- Location: Charlottesville, Virginia, USA
- Appellation: Monticello AVA
- Founded: 2000
- Key people: Dave Matthews, owner Kirsty Harmon, winemaker Justin Bennett, TR Manager Ryan Bennett, Club Manager Scott Wilcox, Operations Manager
- Cases/yr: 5,500
- Known for: Petit Verdot
- Varietals: Chardonnay, Cabernet Sauvignon, Merlot, Viognier, Petit Verdot
- Tasting: Open to the Public, small fee required
- Website: www.blenheimvineyards.com

= Blenheim Vineyards =

Winery in Albemarle, Virginia, US

Blenheim Vineyards is a winery located in the Piedmont region of the Commonwealth of Virginia in the county of Albemarle. It is located within both the Virginia and Monticello viticultural areas and is among the 23 wineries located on the "Monticello Wine Trail".

==History==
Blenheim Vineyards is located on the historic Virginia farm claimed in 1730 by Secretary of the Virginia Colony John Carter who had a grant for 9,350 acres of land in Albemarle County, Virginia just south of Monticello near what is now known as Carter's Mountain. Carter maintained a mill there and his son Colonel Edward Carter built the first house there at Blenheim. The British Commander Major General William Philips resided at Blenheim while a prisoner during the Revolutionary War. Both Thomas Jefferson and Martha Jefferson were frequent guests at Blenheim during Phillips' captivity there. The Blenheim house was offered for sale at a public auction in 1840 after the original house had been destroyed by fire.
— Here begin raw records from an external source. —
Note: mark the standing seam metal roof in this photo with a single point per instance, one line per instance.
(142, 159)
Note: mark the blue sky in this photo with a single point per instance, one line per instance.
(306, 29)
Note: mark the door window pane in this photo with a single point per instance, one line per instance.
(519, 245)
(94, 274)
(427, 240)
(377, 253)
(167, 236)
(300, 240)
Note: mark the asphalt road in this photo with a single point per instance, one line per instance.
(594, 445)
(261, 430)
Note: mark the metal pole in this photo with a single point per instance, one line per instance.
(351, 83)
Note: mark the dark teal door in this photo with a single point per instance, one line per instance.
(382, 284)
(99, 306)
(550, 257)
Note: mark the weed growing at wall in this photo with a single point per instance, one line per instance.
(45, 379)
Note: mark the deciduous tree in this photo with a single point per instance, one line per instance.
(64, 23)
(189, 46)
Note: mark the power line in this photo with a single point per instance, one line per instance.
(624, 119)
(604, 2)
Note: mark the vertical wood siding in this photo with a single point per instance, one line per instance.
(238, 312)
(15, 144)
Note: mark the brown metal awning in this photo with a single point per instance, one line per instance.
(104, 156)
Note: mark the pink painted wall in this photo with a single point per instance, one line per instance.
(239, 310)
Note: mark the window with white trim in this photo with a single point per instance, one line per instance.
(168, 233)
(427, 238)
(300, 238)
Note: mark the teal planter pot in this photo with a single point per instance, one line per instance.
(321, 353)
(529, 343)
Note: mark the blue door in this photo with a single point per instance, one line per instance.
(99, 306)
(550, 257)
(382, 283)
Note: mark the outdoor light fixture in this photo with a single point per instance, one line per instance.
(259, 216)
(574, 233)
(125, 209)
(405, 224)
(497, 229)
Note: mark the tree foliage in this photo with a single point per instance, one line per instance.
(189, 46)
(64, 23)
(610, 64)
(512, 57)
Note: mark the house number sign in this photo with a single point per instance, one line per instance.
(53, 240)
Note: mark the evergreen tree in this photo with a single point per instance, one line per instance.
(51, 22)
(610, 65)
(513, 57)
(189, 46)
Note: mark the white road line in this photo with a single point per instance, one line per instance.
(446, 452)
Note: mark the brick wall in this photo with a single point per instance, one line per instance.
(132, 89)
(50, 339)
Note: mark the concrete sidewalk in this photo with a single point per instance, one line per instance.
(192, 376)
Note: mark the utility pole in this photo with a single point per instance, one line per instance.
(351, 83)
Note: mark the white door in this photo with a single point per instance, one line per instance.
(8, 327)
Blenheim farm was purchased in 1999 by musician Dave Matthews of the Dave Matthews Band. The Matthews family purchased the land to preserve Blenheim's historical significance and to eventually farm the land in some way. The Matthews family made the decision to plant new grape vines on the remnants of an old vineyard that was on the property. Brad McCarthy was one of the original winemakers at Blenheim Vineyards along with Peter Matthews. Dave Matthews is on the growing list of celebrities who own wineries and vineyards.

In 2008 the current Blenheim winemaker Kirsty Harmon joined Blenheim vineyards. Harmon, one of several female winemakers in Virginia, is a graduate of the University of Virginia and studied under Virginia winemaker Gabriele Rausse at the Kluge Estate owned by the deceased billionaire John Kluge's ex-wife Patricia Kluge.

==Production==
Blenheim Vineyards has 30 acre under vine. The first planting was in 2000 and the second planting was in 2007. The grapes growing on the Blenheim property include Viognier, Chardonnay, Cabernet Franc, Cabernet Sauvignon, and Petit Verdot. Some grapes used in Blenheim wines are also sourced from other Virginia growers. Currently the winery produces 5500 winecase.

Blenheim makes their Viogniers by using a mix of both barrel and tank fermented wine. Blenheim also relies on neutral, straightforward yeast strains, and use exclusively screw-cap closures on all of their wines.